Viagra has become a household name and a fixture of pop culture. But medication does not always solve erectile dysfunction. Penile implants are usually a last resort.
Nowadays, it’s still difficult to have a clear and open conversation on erectile dysfunction. It’s only after the release of Viagra in 1998 that it started to be more openly discussed in society and healthcare, with the drug becoming a bit of a pop culture fixture.
There are many possible causes for erectile dysfunction, ranging from psychological issues and the use of certain drugs (like antidepressants) to hypertension.
These days, there is a more open dialogue about sexual health, and people are more willing to discuss concerns about their sex life with doctors. But ED is still quite a taboo subject among men, as men may not be as willing to discuss their personal frustrations openly and also because it involves the perception of one’s sexual performance and virility.
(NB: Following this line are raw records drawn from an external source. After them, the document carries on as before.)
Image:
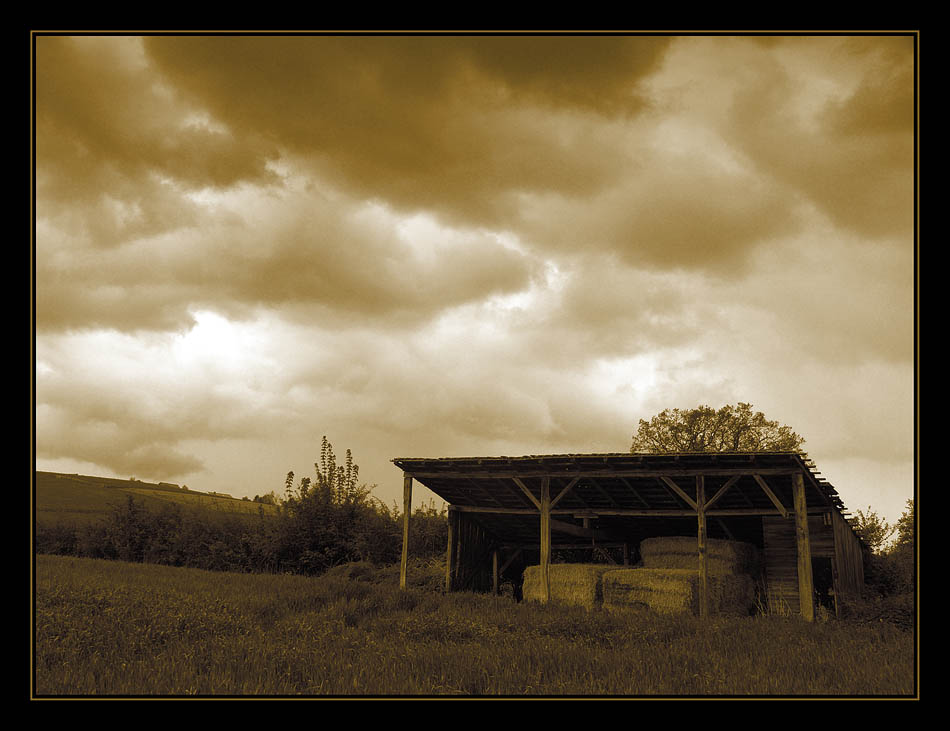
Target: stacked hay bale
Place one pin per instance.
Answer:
(571, 583)
(669, 579)
(680, 552)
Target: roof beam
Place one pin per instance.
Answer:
(603, 492)
(633, 490)
(526, 491)
(629, 512)
(427, 472)
(679, 491)
(580, 531)
(719, 493)
(564, 492)
(772, 497)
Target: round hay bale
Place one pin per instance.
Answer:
(571, 583)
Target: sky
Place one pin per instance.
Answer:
(482, 245)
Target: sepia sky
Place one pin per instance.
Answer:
(468, 246)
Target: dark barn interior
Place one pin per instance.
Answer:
(506, 513)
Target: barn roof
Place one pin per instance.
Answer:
(658, 489)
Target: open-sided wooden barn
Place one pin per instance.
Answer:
(509, 512)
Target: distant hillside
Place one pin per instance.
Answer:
(62, 498)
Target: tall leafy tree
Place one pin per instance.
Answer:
(705, 429)
(873, 529)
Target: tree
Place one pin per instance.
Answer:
(874, 530)
(705, 429)
(903, 551)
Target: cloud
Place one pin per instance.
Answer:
(116, 150)
(289, 250)
(450, 125)
(851, 155)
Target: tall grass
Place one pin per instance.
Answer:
(110, 628)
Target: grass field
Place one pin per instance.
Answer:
(78, 499)
(110, 628)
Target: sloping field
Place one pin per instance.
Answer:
(82, 499)
(107, 627)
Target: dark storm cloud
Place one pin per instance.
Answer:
(853, 157)
(424, 122)
(290, 251)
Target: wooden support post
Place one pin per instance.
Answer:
(806, 589)
(545, 539)
(495, 584)
(450, 552)
(701, 536)
(406, 510)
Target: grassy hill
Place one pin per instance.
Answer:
(77, 499)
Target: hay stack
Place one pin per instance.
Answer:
(571, 583)
(671, 591)
(680, 552)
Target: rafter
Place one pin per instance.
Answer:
(679, 491)
(765, 488)
(526, 491)
(564, 492)
(719, 493)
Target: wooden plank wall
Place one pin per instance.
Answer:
(781, 558)
(849, 557)
(474, 553)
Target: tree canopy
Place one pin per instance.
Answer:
(705, 429)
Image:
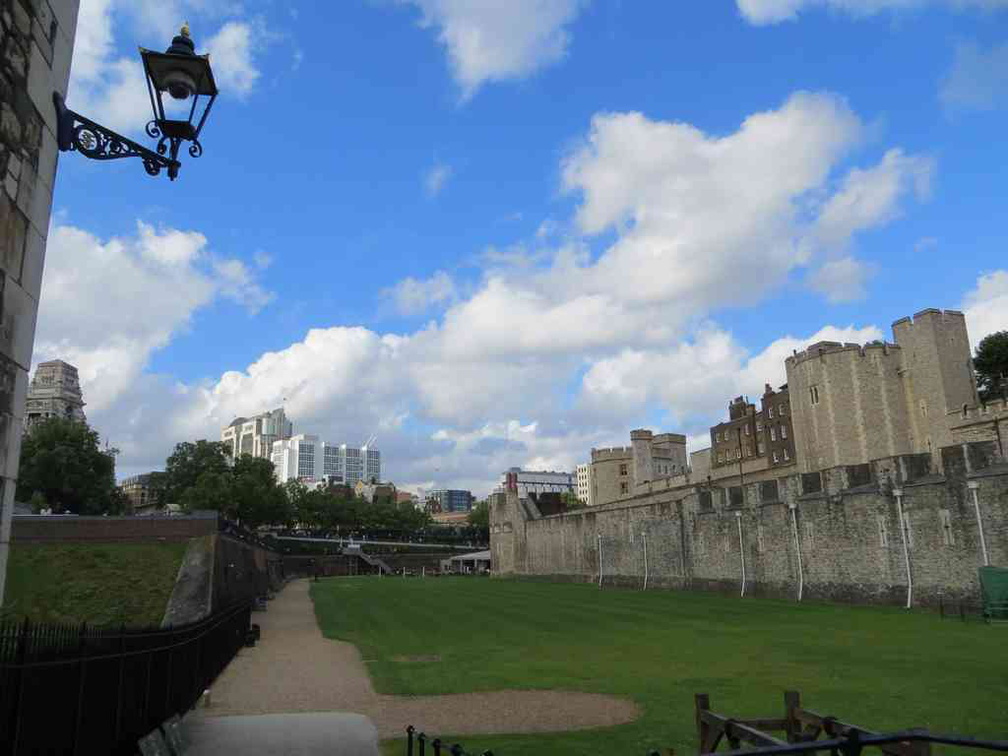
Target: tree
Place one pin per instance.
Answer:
(479, 515)
(61, 462)
(991, 365)
(189, 462)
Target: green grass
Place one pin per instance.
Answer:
(102, 584)
(883, 668)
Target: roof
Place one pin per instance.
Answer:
(474, 556)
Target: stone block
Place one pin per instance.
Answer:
(13, 229)
(11, 128)
(40, 35)
(14, 56)
(47, 152)
(66, 12)
(21, 18)
(40, 88)
(17, 324)
(33, 262)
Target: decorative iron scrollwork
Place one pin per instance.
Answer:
(75, 132)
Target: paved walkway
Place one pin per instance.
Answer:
(293, 668)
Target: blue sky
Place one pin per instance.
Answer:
(500, 234)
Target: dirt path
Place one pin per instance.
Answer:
(293, 668)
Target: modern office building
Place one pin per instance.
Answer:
(307, 459)
(256, 435)
(449, 500)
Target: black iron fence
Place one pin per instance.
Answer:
(78, 689)
(419, 742)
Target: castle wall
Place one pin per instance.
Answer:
(848, 533)
(36, 43)
(937, 371)
(861, 412)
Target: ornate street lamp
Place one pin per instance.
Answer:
(179, 73)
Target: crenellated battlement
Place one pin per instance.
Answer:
(929, 315)
(820, 349)
(611, 453)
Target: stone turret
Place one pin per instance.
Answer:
(643, 458)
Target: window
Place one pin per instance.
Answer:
(947, 535)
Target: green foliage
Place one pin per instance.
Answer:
(61, 462)
(189, 462)
(101, 584)
(884, 668)
(991, 365)
(479, 516)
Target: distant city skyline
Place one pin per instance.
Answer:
(614, 216)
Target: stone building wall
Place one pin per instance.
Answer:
(607, 473)
(36, 42)
(848, 534)
(937, 371)
(861, 412)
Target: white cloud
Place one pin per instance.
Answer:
(107, 305)
(412, 295)
(842, 280)
(986, 305)
(869, 198)
(572, 347)
(231, 53)
(435, 178)
(774, 11)
(978, 79)
(492, 41)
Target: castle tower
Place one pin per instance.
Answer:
(937, 374)
(54, 392)
(643, 458)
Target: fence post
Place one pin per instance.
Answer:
(792, 703)
(19, 659)
(82, 676)
(703, 702)
(119, 685)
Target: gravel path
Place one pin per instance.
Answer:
(293, 668)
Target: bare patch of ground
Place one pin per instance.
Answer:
(293, 668)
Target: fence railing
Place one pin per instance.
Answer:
(419, 741)
(78, 689)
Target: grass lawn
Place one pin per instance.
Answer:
(883, 668)
(101, 584)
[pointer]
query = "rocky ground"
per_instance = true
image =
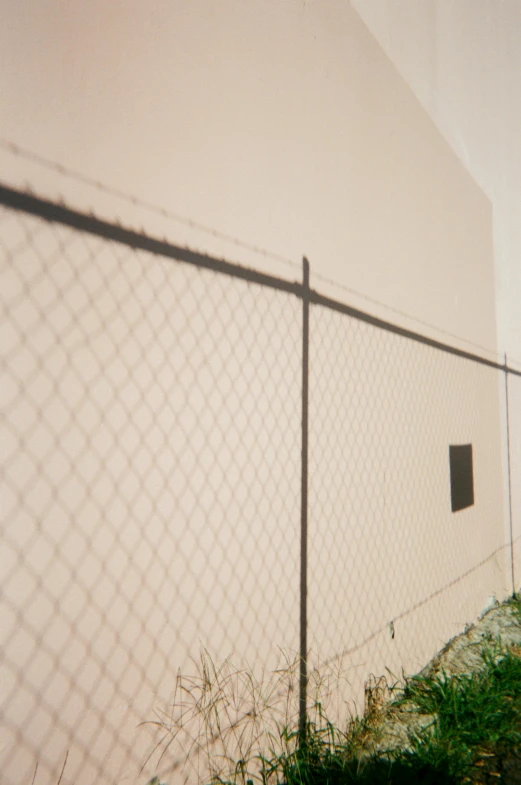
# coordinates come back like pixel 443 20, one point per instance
pixel 393 725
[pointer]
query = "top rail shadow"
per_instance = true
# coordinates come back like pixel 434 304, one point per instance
pixel 58 213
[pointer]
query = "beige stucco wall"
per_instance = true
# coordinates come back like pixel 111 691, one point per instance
pixel 289 129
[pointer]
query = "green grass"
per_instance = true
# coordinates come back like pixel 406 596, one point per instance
pixel 473 733
pixel 476 726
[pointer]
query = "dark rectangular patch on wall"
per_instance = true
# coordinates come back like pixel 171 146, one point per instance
pixel 461 476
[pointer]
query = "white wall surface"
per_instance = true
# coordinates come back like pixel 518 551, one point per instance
pixel 463 61
pixel 284 125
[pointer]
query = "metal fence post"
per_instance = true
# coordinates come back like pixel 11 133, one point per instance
pixel 304 505
pixel 509 478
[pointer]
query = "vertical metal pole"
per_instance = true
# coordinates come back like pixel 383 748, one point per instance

“You know what I missed the most? The emotional intimacy with my wife,” says Bob*, a man who had ED. “Because normally you wanna give her a hug, give her a kiss, but you tend not to do that. It’s a very gradual withdrawal. Because you’re saying: I give her a kiss, but then what happens?”
John, who also had ED, reports that it used to cause him the same amount of anxiety. “I would spend so much time getting an erection that it would take my mind completely away from the lovemaking [itself].
Sometimes, addressing the underlying cause resolves the issue. Other patients rely on drugs and injections to manage the issue. And finally, there are penile implants, a solution provided to patients that don’t respond to other treatments, or find the implant to be more convenient.
Two versions exist: one has a reservoir containing fluid that goes to the implant inside the penis, creating an erection, and the other is simply a flexible rod inside the penis that can be adjusted to an erection, and then be put back down.
What does it feel like?
According to John, who got the implant in 2008 and describes himself as a “very particular guy,” it feels like nothing at all: “I could not even tell on me that I have this in me. I wouldn’t know. I don’t see any scarring. If I have a look at myself, I see myself as a 21-year-old. When I look down, I’m pretty proud of this now.”
For Bruce, who got the implant to treat the ED he developed after having prostate cancer, it was a matter of not having anything to lose with the treatment.
“I based my decision to get the implant with the thinking that I’m already in the situation where I have ED and with having had prostate cancer and having had a radical prostatectomy; my chances of getting an erection are slim to none,” he says, “(…) with the implant I had everything to gain and nothing to lose.”
The surgery is not without its inherent risks. While it is not known to affect ejaculation or sensation, it is considered an option of last resort and only for irreversible ED, as the corpora containing spongy tissue – the part of the penis that fills with blood to create an erection – is removed in order to make room for the implant.